“Stay here, ma’am,” a man she didn’t recognize ordered her as he and his dog raced down the alley.
“Please stay here, Evangeline,” Troy said, no less urgently, even as he slowed. “Don’t follow us.”
“The killer might still be down there.”
“All the more reason for you to stay put.”
Troy was already off, following the other cop, so that all she could do was holler at his back. “Be careful!”
A quiet voice brought Evangeline back to the moment, even as her gaze still lingered on Troy’s retreating back. “Sweetie, are you all right?”
She turned to find an older, kindly-looking woman. The stick holding her protest sign was dangling from her hand, and her eyes were full of concern. “I couldn’t help but overhear you mention a killer. What’s going on?”
Although Evangeline saw nothing but support and help in the woman’s rheumy blue gaze, she eyed the sign warily. As an officer of the law, she believed deeply in the right to protest in peaceable assembly. As one of the objects of those protests, however, she found her inherently broadminded nature wavering.
“Um, I needed some help.”
“You said ‘killer.’”
“It’s—” She broke off, struggling for the right words. “I thought I saw something. The police are investigating.”
“Willie!” The older woman hollered to someone across the street, waving the man over with her free hand. “Get over here!”

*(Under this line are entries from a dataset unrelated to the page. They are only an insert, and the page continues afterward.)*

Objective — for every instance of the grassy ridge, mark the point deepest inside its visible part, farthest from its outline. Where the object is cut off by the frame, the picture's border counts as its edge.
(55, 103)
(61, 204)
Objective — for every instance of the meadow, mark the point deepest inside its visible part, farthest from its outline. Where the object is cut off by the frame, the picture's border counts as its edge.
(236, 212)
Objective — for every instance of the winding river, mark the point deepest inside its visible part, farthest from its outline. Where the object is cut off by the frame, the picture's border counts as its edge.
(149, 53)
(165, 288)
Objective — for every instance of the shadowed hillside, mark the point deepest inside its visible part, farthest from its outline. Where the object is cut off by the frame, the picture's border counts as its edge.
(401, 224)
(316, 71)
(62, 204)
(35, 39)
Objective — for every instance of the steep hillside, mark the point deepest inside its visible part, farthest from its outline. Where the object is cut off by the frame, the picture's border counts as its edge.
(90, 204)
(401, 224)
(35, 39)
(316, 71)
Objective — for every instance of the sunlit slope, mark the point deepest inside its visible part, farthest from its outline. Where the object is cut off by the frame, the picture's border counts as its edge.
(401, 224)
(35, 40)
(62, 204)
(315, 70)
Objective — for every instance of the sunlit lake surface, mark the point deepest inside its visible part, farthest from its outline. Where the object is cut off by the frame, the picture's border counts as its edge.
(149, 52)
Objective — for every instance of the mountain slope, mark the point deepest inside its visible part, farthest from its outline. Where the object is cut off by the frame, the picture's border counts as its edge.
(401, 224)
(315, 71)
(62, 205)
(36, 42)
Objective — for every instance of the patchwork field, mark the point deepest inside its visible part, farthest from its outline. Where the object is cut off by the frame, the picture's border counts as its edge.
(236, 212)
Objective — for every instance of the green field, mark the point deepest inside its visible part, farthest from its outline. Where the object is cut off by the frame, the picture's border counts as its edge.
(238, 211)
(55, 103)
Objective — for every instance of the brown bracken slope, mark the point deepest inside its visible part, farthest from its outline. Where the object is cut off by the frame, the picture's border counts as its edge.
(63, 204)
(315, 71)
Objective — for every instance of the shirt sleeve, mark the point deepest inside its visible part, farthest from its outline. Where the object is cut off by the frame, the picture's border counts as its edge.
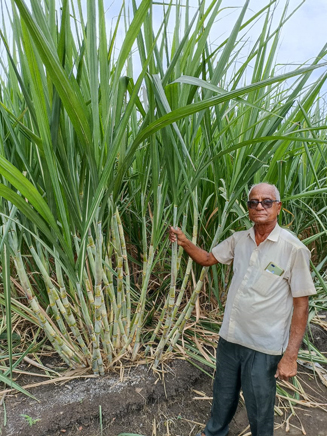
(300, 279)
(224, 252)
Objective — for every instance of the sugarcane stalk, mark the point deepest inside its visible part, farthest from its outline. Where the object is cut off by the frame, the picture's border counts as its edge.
(127, 273)
(138, 318)
(70, 318)
(171, 299)
(54, 299)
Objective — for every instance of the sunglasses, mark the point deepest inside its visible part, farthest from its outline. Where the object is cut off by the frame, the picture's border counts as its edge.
(266, 204)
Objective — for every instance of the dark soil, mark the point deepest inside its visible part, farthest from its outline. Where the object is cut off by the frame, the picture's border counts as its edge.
(142, 402)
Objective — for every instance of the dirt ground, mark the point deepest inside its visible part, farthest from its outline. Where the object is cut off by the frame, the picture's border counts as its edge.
(135, 400)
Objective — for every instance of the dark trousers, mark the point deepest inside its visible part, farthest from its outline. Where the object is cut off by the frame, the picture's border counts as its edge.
(239, 368)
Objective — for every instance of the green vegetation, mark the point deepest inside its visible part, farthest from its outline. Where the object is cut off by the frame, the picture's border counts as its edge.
(96, 159)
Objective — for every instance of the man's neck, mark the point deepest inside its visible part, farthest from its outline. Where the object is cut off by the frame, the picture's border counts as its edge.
(262, 231)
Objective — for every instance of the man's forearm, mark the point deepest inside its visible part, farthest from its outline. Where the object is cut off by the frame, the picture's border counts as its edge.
(287, 366)
(298, 326)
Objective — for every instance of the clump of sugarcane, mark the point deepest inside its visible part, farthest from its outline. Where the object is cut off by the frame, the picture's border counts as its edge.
(68, 353)
(173, 306)
(177, 331)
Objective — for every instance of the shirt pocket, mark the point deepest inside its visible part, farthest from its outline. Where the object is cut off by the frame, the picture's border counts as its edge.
(267, 283)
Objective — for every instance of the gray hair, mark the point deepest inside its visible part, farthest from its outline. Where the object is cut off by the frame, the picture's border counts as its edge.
(277, 194)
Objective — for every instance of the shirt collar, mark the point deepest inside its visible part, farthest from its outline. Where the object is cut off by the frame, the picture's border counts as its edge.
(273, 235)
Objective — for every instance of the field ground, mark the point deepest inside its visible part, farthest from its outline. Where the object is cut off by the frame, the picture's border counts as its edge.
(175, 402)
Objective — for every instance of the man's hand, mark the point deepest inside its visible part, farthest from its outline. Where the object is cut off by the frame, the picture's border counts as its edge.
(200, 256)
(286, 368)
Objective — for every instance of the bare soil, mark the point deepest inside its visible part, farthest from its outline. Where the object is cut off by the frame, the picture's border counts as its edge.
(174, 402)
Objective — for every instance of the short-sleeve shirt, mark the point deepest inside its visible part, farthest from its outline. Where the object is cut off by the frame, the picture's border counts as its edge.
(259, 303)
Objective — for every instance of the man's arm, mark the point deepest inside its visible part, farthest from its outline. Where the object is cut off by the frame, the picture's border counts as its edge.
(200, 256)
(287, 366)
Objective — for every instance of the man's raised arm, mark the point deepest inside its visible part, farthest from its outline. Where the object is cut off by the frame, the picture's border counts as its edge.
(199, 256)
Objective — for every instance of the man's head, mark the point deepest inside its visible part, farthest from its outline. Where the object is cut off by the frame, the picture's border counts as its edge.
(264, 203)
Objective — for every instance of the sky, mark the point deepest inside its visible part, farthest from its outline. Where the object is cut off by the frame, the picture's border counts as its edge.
(302, 37)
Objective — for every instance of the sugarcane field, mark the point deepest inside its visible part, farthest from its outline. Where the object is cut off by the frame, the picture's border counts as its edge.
(163, 218)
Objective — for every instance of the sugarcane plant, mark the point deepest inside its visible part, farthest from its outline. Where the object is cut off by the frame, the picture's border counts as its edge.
(104, 143)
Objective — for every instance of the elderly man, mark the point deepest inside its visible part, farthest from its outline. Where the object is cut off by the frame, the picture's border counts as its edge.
(265, 315)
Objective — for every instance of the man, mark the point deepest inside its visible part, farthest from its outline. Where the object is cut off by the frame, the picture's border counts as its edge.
(265, 315)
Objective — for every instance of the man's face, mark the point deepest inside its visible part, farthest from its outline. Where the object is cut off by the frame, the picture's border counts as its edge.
(260, 215)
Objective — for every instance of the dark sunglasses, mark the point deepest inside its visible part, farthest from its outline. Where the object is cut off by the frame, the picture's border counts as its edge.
(266, 204)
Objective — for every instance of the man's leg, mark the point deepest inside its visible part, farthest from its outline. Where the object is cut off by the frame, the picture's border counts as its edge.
(259, 389)
(226, 389)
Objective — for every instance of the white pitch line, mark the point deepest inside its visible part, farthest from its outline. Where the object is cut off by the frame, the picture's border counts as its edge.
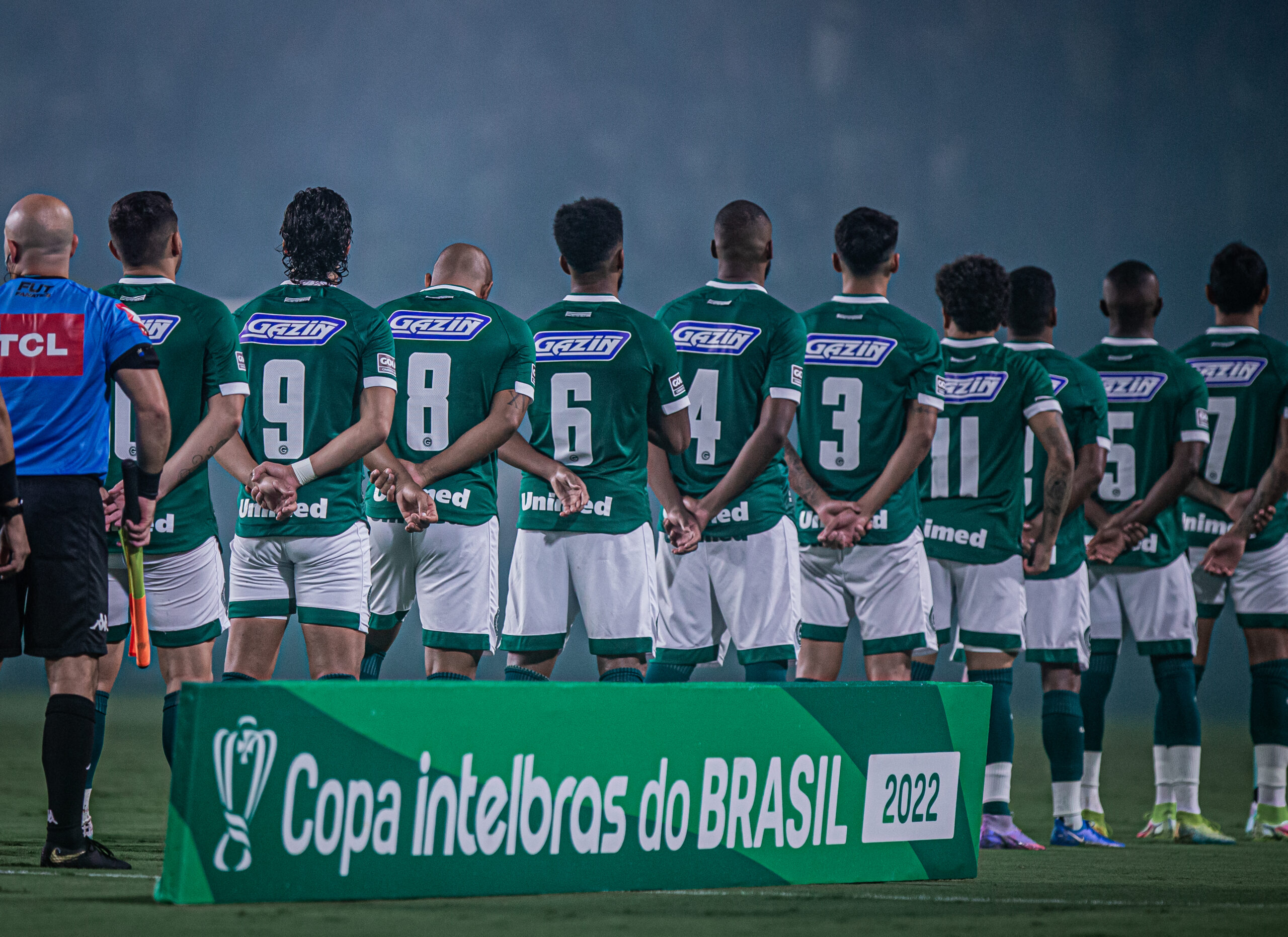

Whatever kindness Evangeline believed she’d seen in the woman was nowhere in evidence. Instead, she saw the obvious thrill of being in the thick of things coupled with an already heightened sense of purpose that had brought her into the streets in the first place.
“Get Evan and Sally, too!” she added before the man had a chance to cross the street.
The dispatcher’s words echoed around in her mind, warning her to keep her distance, while this person dragged more innocent, vulnerable people closer to the threat.
“What are you doing?”
“If a killer’s on the loose, you can be damn sure I want a front seat to his arrest.”
CHAPTER 2
Ember let out a series of hard, sharp barks as Troy crossed the last few feet into the alleyway. He stopped short at the T-shaped entrance; the sidewalk alley that fed into the broader area running behind the various shops and buildings was empty. With the precision honed over years of training, he lifted his service weapon, sweeping the area, only to find his initial assessment was correct.
“No one’s here.” Troy gave the alley one additional sweep before dropping his gun.
“Nope,” Brett said as he ordered Ember to his side, the two of them trotting back from the end of the alleyway that gave access into downtown.
“But dispatch said a woman had been shot. There’s no one here. No body.” Troy reviewed the ground, quickly taking in the area that would have been visible from Evangeline’s position on the main street. “No blood.”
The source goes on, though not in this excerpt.